Başbakan Erdoğan, ABD'de yaptığı temaslarla ilgili bilgi verdi ve Batılılar'ı İran konusunda uyardı, Irak'ta yaşananlardan ders alınması gerektiğini hatırlattı. Başbakan Erdoğan'ın İran'a açıkça verdiği destek çok ama çok konuşulacak.
Bilal YAKINBAŞ / Özlem Şahin ŞAKAR bildiriyor -
Başbakan Recep Tayyip Erdoğan ''Biz böyle bir şeyi (İran'ın nükleer santrallerine saldırı senaryosu) bölgede temenni etmeyiz, yani bu çok çok yanlış bir şey olur, yani bundan bu çılgınlığa teşebbüs edenler salt olarak zarar görmez'' dedi.

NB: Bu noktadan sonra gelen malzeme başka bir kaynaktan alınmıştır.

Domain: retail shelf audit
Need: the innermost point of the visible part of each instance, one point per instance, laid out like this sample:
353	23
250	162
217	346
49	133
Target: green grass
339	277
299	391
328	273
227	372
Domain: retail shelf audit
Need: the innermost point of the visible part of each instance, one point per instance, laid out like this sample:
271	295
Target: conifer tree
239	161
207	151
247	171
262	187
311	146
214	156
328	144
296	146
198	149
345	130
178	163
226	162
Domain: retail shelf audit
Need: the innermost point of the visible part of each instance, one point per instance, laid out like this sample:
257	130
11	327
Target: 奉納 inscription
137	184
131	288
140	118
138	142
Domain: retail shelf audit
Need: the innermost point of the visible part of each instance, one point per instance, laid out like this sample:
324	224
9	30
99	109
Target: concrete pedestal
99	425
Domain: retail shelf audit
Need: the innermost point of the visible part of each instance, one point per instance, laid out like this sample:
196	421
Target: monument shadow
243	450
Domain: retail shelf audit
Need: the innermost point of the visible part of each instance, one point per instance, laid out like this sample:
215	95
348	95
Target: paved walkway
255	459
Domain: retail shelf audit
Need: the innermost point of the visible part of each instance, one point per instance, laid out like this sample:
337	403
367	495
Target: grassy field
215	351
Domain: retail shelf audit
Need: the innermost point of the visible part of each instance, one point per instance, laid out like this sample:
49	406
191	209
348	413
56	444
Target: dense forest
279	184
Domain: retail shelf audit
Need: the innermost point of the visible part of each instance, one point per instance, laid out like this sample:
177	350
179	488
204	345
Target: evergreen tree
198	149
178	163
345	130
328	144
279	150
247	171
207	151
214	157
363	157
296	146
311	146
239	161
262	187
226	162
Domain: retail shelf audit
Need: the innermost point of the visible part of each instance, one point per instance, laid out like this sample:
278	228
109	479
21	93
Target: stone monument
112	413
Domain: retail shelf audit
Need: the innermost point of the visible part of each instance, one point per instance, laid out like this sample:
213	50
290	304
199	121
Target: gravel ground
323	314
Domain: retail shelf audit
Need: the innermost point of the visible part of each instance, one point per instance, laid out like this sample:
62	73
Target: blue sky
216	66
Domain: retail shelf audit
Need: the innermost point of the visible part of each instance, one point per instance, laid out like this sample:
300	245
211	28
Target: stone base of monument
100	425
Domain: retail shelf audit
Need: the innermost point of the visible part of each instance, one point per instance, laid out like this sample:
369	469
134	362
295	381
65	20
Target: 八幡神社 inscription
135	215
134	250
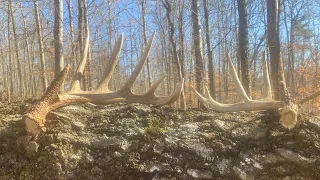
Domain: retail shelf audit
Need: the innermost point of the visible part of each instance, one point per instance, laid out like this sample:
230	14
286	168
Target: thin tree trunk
144	24
40	41
28	50
73	51
19	66
167	6
181	38
197	46
244	46
86	25
274	44
209	49
58	37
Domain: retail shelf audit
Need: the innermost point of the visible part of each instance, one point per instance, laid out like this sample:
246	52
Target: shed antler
288	109
35	119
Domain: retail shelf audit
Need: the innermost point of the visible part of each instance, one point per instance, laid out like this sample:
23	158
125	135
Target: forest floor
134	141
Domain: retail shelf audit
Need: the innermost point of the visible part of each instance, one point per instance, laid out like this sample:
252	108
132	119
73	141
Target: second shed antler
288	109
35	119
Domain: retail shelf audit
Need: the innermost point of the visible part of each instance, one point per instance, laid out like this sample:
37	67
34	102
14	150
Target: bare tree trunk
20	75
209	49
274	44
40	41
74	56
197	46
58	37
10	66
86	25
181	38
28	51
243	47
144	24
167	6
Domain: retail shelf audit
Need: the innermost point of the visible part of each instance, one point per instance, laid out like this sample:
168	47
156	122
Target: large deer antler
288	109
35	119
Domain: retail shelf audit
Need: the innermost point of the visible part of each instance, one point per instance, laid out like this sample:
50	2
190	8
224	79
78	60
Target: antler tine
76	83
266	79
127	86
239	87
154	86
103	86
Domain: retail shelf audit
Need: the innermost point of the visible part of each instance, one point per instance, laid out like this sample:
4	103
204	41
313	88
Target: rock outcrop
148	142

Erdoğan, ''Bakın Irak'la ilgili süreci yaşıyoruz, bunun bize ders olması lazım, yani şimdi sormak gerekir, kendi kendimize soralım yani Irak'ta neyi hallettik. Şu anda bir ülke bir medeniyet bana göre çöktü, milyonu aşkın insan öldü'' diye konuştu.

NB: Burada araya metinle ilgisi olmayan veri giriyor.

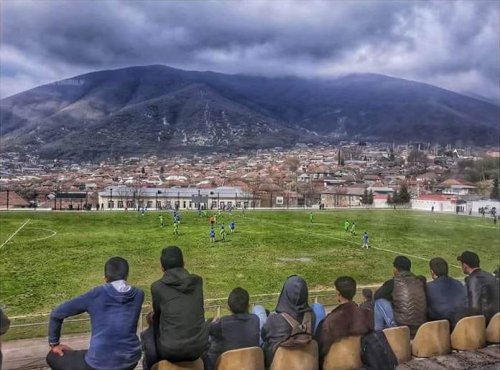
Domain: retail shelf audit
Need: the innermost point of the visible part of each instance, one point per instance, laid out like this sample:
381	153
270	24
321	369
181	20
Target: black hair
346	286
238	300
402	263
367	293
439	266
116	268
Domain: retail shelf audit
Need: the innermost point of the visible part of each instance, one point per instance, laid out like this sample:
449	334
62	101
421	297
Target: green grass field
56	256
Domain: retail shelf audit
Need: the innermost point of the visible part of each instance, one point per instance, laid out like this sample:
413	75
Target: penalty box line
352	242
15	232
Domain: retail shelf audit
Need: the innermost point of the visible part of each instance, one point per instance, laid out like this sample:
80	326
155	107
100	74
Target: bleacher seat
300	358
469	333
432	339
493	329
344	355
188	365
242	359
399	340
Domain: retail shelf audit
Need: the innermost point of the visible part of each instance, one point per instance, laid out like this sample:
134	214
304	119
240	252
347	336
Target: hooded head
294	296
171	257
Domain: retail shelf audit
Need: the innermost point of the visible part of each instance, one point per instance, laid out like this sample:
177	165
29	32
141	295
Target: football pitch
48	257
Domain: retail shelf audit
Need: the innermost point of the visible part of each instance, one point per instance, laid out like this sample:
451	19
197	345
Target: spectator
445	296
179	329
401	300
345	320
483	296
239	330
368	302
114	310
293	300
4	326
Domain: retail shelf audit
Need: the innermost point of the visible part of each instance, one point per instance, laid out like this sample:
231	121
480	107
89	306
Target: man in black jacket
401	300
239	330
483	296
446	296
179	332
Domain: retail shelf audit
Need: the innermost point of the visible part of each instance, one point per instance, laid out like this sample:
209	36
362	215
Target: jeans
319	313
384	314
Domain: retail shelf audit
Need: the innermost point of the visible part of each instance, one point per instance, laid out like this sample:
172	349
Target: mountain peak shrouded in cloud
454	45
161	110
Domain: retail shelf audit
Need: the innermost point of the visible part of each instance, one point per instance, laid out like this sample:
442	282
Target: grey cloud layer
452	44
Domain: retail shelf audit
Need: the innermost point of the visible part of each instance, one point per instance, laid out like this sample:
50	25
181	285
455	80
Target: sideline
54	233
15	232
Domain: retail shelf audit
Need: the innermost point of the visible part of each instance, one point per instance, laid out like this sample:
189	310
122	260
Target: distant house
123	197
304	178
440	202
342	197
455	187
10	199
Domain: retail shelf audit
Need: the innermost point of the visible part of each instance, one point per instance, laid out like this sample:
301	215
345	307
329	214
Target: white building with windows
125	197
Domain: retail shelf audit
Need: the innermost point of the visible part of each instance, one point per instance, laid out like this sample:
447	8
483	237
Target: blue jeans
319	313
384	314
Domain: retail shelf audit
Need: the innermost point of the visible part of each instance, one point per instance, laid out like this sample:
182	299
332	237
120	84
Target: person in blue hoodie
114	310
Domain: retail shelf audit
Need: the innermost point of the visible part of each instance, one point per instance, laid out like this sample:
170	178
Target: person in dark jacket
293	300
401	300
446	296
179	332
239	330
368	302
347	319
114	310
483	297
4	326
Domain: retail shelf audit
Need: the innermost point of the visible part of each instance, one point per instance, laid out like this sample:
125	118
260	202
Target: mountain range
161	110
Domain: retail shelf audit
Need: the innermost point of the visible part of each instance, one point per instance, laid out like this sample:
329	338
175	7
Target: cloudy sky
452	44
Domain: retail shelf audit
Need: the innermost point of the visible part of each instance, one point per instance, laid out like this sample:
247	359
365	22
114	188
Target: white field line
352	242
43	237
15	232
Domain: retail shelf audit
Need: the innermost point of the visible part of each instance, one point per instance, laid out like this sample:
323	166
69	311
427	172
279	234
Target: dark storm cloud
452	44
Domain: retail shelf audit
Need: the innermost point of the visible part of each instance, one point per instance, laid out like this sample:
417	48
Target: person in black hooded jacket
292	300
179	332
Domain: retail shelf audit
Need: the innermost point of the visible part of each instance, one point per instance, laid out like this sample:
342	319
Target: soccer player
222	232
353	229
346	226
212	234
176	228
365	240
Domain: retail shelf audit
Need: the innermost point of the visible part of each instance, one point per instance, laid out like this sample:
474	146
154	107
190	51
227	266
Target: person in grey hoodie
179	331
293	300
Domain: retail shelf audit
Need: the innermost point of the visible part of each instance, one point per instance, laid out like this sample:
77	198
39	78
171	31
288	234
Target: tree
494	191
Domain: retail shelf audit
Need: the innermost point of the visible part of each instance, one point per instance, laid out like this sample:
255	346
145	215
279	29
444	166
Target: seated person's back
483	289
347	319
446	297
293	300
114	310
239	330
180	331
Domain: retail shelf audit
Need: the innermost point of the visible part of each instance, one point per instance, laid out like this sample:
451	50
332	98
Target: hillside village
347	175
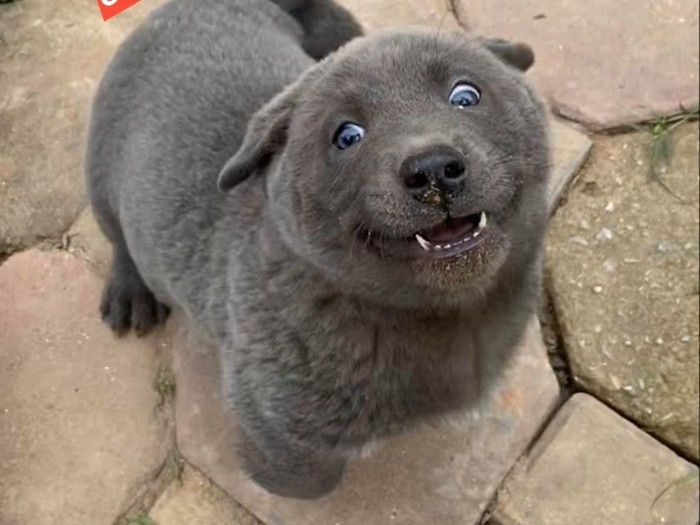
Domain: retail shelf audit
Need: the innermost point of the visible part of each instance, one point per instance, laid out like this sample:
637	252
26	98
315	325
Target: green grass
165	385
661	149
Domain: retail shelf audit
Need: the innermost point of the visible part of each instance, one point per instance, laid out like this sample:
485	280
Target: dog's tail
327	25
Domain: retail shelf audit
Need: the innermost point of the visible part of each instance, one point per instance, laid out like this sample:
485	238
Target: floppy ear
266	135
514	54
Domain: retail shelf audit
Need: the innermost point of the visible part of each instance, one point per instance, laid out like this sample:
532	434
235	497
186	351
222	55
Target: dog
356	221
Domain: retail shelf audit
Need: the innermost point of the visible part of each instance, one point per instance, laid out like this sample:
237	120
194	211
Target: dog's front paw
127	303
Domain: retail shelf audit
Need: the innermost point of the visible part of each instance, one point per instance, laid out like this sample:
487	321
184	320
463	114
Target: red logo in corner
110	8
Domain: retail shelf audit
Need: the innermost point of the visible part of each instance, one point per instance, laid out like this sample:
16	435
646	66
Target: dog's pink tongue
451	230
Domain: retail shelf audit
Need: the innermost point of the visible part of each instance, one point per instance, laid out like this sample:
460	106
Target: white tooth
423	243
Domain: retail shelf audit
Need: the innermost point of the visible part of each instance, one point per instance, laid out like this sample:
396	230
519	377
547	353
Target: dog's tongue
452	229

Erdoğan, The Plaza Oteli'nde düzenlediği basın toplantısında gazetecilerin çeşitli konulardaki sorularını yanıtladı.
Erdoğan, basın toplantısında bu sıralar ABD medyasında gündemde olan ''İran'ın nükleer tesislerine saldırmak gibi bir konunun gündemde olup olmayacağına, ''İran'a karşı böyle bir çılgınlığın'' yapılıp yapılmayacağına yönelik bir soru üzerine şunları söyledi:
''Biz böyle bir şeyi bölgede temenni etmeyiz, yani bu çok çok yanlış bir şey olur, yani bundan bu çılgınlığa teşebbüs edenler salt olarak zarar görmez. Bakın Irak'la ilgili süreci yaşıyoruz, bunun bize ders olması lazım, yani şimdi sormak gerekir, kendi kendimize soralım yani Irak'ta neyi hallettik:
Şu anda bir ülke bir medeniyet bana göre çöktü, milyonu aşkın insan öldü. Şimdi aslında bir Irak medeniyeti Irak'taki bu medeniyeti yeniden inşa etmek acaba bizim kaç yılımızı alır, veya yeniden inşa edebilir miyiz, veya oradaki medeniyet artık çöken medeniyetler arasında mı yer alır. Amerika'nın belki de finans krizinin içerisinde Irak'taki yaptığı harcamalar ona neden olmuş olabilir, tabii bilemiyoruz resmi rakam nedir, ne kadar para harcanmıştır? Amerika'nın da orada kayıpları var, ha nedir Saddam rejimi yıkılmıştır olan budur. Şimdi yeni bir demokratik düzenin kurulmasına yönelik çalışmalar yapılıyor, temennimiz odur ki toprak bütünlüğüne saygılı bir yapı orada meydana gelsin.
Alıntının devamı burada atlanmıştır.